Project description:Stroke is associated with neuroinflammation, neuronal loss and blood-brain barrier (BBB) breakdown. Thus far, recombinant tissue-type plasminogen activator (rtPA), the only approved treatment for acute ischemic stroke, increases the risk of intracerebral hemorrhage and is poorly efficient in disaggregating platelet-rich thrombi. Therefore, the development of safer and more efficient therapies is highly awaited. Encouraging neuroprotective effects were reported in mouse models of ischemic stroke following administration of erythropoietin (EPO). However, previous preclinical studies did not investigate the effects of EPO in focal ischemic stroke induced by a platelet-rich thrombus and did not consider the implication of age.
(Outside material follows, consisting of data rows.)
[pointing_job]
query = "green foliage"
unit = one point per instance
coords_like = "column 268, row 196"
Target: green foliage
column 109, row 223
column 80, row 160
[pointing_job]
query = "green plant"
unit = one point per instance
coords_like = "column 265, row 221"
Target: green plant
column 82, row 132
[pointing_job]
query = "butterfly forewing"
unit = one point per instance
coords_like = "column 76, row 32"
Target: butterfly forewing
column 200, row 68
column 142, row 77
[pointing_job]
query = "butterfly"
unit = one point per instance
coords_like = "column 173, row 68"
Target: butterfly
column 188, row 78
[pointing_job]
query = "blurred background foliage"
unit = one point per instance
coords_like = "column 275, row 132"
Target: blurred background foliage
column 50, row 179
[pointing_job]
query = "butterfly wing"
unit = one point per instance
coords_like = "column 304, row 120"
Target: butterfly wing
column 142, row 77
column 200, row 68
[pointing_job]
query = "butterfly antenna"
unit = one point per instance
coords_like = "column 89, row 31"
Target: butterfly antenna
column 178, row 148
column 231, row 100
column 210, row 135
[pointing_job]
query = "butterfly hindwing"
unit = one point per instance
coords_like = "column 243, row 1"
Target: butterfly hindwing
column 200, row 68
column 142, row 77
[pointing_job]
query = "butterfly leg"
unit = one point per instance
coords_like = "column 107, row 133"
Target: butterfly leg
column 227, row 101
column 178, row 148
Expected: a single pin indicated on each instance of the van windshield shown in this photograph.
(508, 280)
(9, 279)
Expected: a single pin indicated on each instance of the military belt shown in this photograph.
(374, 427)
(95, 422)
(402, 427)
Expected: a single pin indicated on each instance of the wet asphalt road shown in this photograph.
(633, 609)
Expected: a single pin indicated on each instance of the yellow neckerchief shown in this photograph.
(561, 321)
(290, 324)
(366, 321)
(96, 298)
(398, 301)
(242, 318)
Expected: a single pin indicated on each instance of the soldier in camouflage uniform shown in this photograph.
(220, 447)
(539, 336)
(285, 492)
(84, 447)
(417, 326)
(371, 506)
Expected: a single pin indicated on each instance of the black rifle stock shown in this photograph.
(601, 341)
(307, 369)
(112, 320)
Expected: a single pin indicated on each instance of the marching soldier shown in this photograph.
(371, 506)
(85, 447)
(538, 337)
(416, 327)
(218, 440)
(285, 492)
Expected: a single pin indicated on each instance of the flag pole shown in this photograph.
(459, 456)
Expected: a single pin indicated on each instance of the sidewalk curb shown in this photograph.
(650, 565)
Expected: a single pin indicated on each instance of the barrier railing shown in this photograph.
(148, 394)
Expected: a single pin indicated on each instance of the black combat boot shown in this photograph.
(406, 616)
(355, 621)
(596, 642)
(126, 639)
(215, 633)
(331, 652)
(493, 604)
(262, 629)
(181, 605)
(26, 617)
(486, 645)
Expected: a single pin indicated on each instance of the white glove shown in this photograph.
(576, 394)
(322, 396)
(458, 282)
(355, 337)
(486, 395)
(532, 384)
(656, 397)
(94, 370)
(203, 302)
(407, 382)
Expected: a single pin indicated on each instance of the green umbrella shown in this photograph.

Here, we performed middle cerebral artery occlusion by inducing platelet-rich thrombus formation in chimeric 5- (i.e. young) and 20- (i.e. aged) months old C57BL/6 mice, in which hematopoietic stem cells carried the green fluorescent protein (GFP)-tag. Recombinant human EPO (rhEPO) was administered 24 hours post-occlusion and blood-circulating monocyte populations were studied by flow cytometry 3 hours post-rhEPO administration. Twenty-four hours following rhEPO treatment, neuronal loss and BBB integrity were assessed by quantification of Fluoro-Jade B (FJB)-positive cells and extravasated serum immunoglobulins G (IgG), respectively. Neuroinflammation was determined by quantifying infiltration of GFP-positive bone marrow-derived cells (BMDC) and recruitment of microglial cells into brain parenchyma, along with monocyte chemotactic protein-1 (MCP-1) brain protein levels. Here, rhEPO anti-inflammatory properties rescued ischemic injury by reducing neuronal loss and BBB breakdown in young animals, but not in aged littermates. Such age-dependent effects of rhEPO must therefore be taken into consideration in future studies aiming to develop new therapies for ischemic stroke.